# Florida Man Swallowed by Sinkhole While in Bedroom



## Matt308 (Mar 1, 2013)

What a nightmare! Stephen King couldn't make this up.

Sinkhole sucks Florida man from his bedroom into the earth - U.S. News


----------



## mikewint (Mar 1, 2013)

Unbelievable Matt, what an epitaph "swallowed by the earth"


----------



## Matt308 (Mar 1, 2013)

You know you could make all kinds jokes from that headline, but imagine the horror of that! Literally falling into hell. Makes the hair on the back of my neck stand up.


----------



## mikewint (Mar 1, 2013)

Agreed, guesomely funny in one sense but the reality: peacefully asleep then falling into a black hole to be crushed and suffocated


----------



## Readie (Mar 1, 2013)

Must have a big hole if the average size of Americans is too be believed


----------



## Marcel (Mar 1, 2013)

I don't understand. It says it's a 20ft wide and 20 ft deep hole. In my calculation that's about 6 meter wide and 6 meters deep. While that is a big hole, I fail to understand how this guy can be missing in that hole and they cannot locate him.


----------



## mikewint (Mar 1, 2013)

it is not just a hole, sinkholes form when flowing underground water washes away the subsoil. Gradually the top layer thins out and collapses into a very large underground cavern. It is also seldom one collapse but a series of continous collapses much like an avalanche as the edges/rim is destabilized


----------



## Njaco (Mar 1, 2013)

> Cables from a television led down into the hole, but the TV set, along with a dresser, was nowhere to be seen.
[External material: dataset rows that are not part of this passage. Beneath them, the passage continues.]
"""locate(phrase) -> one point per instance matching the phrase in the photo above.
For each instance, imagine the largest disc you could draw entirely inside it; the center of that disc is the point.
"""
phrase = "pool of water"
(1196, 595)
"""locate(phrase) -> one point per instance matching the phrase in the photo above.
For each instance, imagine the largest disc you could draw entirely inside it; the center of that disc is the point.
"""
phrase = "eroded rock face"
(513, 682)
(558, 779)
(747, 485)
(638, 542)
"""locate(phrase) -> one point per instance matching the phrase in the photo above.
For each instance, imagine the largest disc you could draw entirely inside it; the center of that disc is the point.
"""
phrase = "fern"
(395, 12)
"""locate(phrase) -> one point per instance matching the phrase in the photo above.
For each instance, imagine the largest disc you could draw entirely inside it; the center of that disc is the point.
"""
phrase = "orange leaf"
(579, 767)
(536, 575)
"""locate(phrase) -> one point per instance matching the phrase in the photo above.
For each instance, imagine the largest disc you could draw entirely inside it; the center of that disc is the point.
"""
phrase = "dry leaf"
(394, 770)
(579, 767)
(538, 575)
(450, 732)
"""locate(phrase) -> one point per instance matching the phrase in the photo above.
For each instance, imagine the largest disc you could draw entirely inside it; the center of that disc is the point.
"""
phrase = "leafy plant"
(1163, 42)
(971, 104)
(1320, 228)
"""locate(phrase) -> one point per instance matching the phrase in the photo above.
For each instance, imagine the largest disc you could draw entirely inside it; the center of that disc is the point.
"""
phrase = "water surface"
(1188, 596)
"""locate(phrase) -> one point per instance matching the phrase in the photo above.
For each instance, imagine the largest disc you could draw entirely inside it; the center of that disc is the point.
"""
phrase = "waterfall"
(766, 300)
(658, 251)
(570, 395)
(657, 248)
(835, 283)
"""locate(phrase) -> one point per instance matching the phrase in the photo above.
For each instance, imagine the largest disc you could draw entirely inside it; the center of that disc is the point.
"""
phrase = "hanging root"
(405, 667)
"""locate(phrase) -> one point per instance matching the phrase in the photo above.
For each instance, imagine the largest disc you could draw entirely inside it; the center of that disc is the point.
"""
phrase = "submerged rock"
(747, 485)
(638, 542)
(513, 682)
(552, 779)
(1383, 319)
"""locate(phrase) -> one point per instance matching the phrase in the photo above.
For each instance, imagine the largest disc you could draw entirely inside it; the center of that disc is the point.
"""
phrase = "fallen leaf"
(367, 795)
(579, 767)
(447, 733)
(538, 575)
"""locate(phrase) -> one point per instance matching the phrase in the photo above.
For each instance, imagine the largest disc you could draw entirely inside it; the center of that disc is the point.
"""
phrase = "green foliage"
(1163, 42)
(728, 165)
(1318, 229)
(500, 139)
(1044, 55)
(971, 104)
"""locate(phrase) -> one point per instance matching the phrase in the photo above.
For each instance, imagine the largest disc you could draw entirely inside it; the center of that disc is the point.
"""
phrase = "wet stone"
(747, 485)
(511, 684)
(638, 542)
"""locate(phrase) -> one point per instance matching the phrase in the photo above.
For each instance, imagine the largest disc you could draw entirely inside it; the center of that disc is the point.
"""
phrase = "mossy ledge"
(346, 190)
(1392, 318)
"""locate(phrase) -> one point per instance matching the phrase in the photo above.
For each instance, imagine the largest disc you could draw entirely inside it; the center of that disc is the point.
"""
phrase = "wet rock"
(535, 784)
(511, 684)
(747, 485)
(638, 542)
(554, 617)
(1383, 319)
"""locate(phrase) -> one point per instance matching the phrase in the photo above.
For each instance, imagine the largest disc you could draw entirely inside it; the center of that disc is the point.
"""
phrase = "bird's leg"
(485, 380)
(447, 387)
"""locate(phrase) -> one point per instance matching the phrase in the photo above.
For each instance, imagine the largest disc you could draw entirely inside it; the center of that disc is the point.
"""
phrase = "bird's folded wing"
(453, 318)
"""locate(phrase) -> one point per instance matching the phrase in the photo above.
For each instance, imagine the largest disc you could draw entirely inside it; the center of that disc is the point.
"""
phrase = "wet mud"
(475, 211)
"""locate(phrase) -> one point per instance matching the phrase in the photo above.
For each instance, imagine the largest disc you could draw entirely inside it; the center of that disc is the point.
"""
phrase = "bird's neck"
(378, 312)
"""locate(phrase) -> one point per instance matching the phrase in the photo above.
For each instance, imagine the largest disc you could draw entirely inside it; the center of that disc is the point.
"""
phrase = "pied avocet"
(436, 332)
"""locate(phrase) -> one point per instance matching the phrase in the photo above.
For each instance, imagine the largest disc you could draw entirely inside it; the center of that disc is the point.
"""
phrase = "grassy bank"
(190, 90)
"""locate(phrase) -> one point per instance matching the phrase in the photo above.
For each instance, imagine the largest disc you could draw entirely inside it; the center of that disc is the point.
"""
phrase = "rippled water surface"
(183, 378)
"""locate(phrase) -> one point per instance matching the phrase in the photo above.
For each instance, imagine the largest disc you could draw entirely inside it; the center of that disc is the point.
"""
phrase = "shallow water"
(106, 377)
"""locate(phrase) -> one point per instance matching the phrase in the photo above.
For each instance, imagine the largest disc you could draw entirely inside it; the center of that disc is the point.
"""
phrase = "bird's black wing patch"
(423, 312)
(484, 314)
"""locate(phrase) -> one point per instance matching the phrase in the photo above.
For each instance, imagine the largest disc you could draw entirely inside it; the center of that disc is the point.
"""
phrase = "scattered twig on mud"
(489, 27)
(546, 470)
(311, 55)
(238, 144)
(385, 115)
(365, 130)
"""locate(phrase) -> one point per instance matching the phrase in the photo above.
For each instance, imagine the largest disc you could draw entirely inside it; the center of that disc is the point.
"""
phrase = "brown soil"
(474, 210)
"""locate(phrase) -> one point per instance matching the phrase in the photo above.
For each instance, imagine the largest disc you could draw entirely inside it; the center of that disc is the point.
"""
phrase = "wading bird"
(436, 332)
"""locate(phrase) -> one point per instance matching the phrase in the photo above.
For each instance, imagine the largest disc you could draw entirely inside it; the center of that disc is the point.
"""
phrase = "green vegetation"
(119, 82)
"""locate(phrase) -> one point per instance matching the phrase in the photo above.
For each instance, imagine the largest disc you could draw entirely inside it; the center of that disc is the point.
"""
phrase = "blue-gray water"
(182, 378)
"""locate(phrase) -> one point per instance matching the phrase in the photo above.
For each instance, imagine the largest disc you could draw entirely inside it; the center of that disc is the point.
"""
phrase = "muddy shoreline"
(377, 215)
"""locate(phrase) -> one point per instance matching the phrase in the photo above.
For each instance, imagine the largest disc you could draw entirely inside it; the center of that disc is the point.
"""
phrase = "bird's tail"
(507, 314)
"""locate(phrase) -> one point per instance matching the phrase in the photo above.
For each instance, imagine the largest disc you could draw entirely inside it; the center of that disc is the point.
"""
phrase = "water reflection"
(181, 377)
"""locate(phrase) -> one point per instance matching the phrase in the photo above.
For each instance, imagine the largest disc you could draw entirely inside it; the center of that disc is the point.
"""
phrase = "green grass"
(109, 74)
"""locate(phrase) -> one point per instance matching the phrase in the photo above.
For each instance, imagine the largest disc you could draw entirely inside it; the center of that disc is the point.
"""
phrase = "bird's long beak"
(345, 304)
At least he didn't miss "Survivor"......................


----------



## Wayne Little (Mar 2, 2013)

On the news tonight...fricken unbelievable....


----------



## N4521U (Mar 2, 2013)

That's a bit of a worry eh?
By the photograph, it's not just the hole, it's all the crap that followed him in!!!!!!!


----------



## Lucky13 (Mar 2, 2013)

Imagine with all them old empty mines....


----------



## Matt308 (Mar 2, 2013)

They are now saying it is 30ft in diameter and over 100ft deep and expanding. An engineering firm working with the local fire department (for just these such instances) are using ground penetrating radar and believe the house will eventually be swallowed. Houses around this house have also been evacuated. Scary *hit man.


----------



## Marcel (Mar 2, 2013)

Thanks for the explanation Paul. 

30ft means 10 meter. Meaning that the house is in already I think? Scary indeed.


----------



## Matt308 (Mar 2, 2013)

Still standing as of this morning, but apparently it is but a shell. They have cordoned off the house about 100ft in radius from the center of the sinkhole.


----------



## Gnomey (Mar 2, 2013)

Scary sh*t. Must say I had a chuckle until I read he died though...


----------



## Matt308 (Mar 2, 2013)

Oh has that been determined? I know it is assumed, but didn't realize that there was an official statement. I thought they were waiting for Beelzebub to nail the proclamation on the upside down Jesus statue.


----------



## Gnomey (Mar 2, 2013)

Nothing definite other than the assumptions but I can't see that much hope for him, unless he found an air pocket.


----------



## Matt308 (Mar 2, 2013)

You got that right.


----------



## Njaco (Mar 2, 2013)

The Township engineer has no answer why the house is still standing. How does this 'engineer' still have his job?


----------



## Aaron Brooks Wolters (Mar 2, 2013)

Chris, it's not what you know, but who you know.


----------



## Matt308 (Mar 2, 2013)

I can understand the answer. Until the edges of the sinkhole exceed the footings of the house, you could lose all the flooring the whole house and likely not have it collapse with no live load on the inside bearing surfaces. Kinda like a dome supported at the edges and the loads bearing on the upper structure. No internal live loads and it is a static load bearing standoff.


----------



## meatloaf109 (Mar 3, 2013)

Florida is one big sandbox. What isn't sandstone is swamp. About 10 years ago I moved a family out of a house that had cracked down the middle because the ground under half of it was giving way. Multi-million dollar place, mind you. Just outside of Ft. Lauderdale. I have always called that place "god's waiting room". They will keep building and pumping ground water out until the entire state collapses.


----------